The Economic Times de l’Inde a fait sa une, ce samedi 7 juillet, sur une lettre envoyée par le gouvernement à la Haute Commission de l’Inde à Maurice.

La presse indienne rapporte que le gouvernement mauricien a exprimé son mécontentement par rapport au fait que le SEBI, régulateur du secteur financier indien, ait inclus Maurice sur une liste de 25 pays à haut risque. 

Après l’Afrique, c’est au tour de l’Inde de jeter l’opprobre sur le secteur offshore Mauricien. The Economic Times de l’Inde a fait sa une, ce samedi 7 juillet, sur une lettre envoyée par le gouvernement à la Haute Commission de l’Inde à Maurice. L’objet : une protestation contre l’inclusion de la juridiction de Maurice dans la liste des juridictions à haut risque par le Securities and Exchange Board of India (SEBI), le régulateur du secteur. 

« Unfortunately, there is no indication on the basis that has been used to include a country in the high-risk category », cite le journal indien dans son article. Selon un autre extrait de la lettre, le gouvernement mauricien estime que l’inclusion de Maurice sur cette liste découle d’une incompréhension : « The government of the Republic of Mauritius is deeply concerned by this situation and is of the view that the list stems from a misunderstanding of our financial services sector and has been based on incomplete information about our jurisdiction. »
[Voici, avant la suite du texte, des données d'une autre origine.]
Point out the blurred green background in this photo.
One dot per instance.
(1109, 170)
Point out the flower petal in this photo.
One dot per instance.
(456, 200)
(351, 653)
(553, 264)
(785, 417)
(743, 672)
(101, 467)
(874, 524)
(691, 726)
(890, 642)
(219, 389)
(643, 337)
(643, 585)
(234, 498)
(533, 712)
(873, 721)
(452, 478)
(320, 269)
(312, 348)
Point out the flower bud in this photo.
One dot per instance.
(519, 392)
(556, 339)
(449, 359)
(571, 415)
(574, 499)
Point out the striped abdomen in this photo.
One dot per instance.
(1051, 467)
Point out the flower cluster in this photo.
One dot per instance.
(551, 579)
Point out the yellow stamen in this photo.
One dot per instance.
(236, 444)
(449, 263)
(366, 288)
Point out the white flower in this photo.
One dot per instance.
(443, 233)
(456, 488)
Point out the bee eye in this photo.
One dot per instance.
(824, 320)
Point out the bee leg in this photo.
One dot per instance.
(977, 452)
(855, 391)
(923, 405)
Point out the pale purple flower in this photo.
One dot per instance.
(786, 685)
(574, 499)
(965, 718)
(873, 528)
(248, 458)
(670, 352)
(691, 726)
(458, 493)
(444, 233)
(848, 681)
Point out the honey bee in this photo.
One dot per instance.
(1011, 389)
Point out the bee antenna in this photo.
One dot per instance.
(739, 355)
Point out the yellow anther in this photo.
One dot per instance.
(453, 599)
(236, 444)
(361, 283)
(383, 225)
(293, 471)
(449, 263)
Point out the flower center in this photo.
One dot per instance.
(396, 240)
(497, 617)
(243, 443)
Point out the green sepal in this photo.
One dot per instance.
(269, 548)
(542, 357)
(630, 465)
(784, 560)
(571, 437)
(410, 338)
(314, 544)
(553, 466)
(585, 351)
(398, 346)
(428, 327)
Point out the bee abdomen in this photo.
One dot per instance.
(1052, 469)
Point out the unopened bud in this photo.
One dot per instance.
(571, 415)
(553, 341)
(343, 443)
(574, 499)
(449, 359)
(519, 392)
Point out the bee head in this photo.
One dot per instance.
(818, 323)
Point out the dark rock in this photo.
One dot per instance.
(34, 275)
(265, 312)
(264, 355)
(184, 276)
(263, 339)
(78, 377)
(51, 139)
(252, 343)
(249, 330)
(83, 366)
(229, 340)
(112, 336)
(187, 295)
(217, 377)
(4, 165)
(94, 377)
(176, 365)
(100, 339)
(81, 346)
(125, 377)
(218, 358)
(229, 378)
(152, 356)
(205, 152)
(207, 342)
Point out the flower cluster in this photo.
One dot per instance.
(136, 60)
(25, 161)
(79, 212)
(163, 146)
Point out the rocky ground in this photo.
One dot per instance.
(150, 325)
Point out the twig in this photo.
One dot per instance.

La journaliste Reena Zachariah, qui signe l’article, précise que Maurice explique de manière extensive toutes les mesures prises pour se conformer aux normes internationales imposées par l’OCDE et le FMI. 

La liste en question compte 25 pays et a été dressée par des banques internationales, dont la HSBC, Deutsche Bank, Citi, Standard Chartered et JP Morgan. Cette liste a été remise au SEBI. Outre Maurice, la liste comprend les pays suivants : la Chine, les Émirats Arabes Unis, les Bahamas, le Bahreïn, les Bermudes, les Îles Vierges Britanniques, les Îles Caïman, les îles de la Manche, les Îles Cook, l’Indonésie, Guernesey, l’Île de Man, Jersey, le Koweït, le Liechtenstein, la Malaisie, Oman, les Philippines, la Russie, l’Arabie saoudite, la Thaïlande, Trinidad et Tobago et la Turquie. 

C’est la seconde fois cette semaine que la juridiction mauricienne fait parler d’elle dans la presse internationale. Jeudi 5 juillet, c’est le site d’information Zambia Reports qui révélait qu’une lettre du ministre des Services financiers, Sudhir Sesungkur avait atterri sur la table de la ministre des Finances zambienne, Margaret Mwanakawe. Le ministre mauricien y demandait la révision du Mutual Evaluation Report de l’Eastern and Southern Afria Anti-Money Laundering Group (ESAAMLG) qui accuse la juridiction mauricienne de contribuer à l’évasion de fonds du continent africain.

S’il est entendu que le rapport ESAAMLG ne sera pas finalisé avant une réunion des ministres des pays membres aux Seychelles en septembre prochain, une source officielle confirme que le gouvernement mauricien poursuivra ses démarches au niveau de l’Inde dans les jours qui viennent.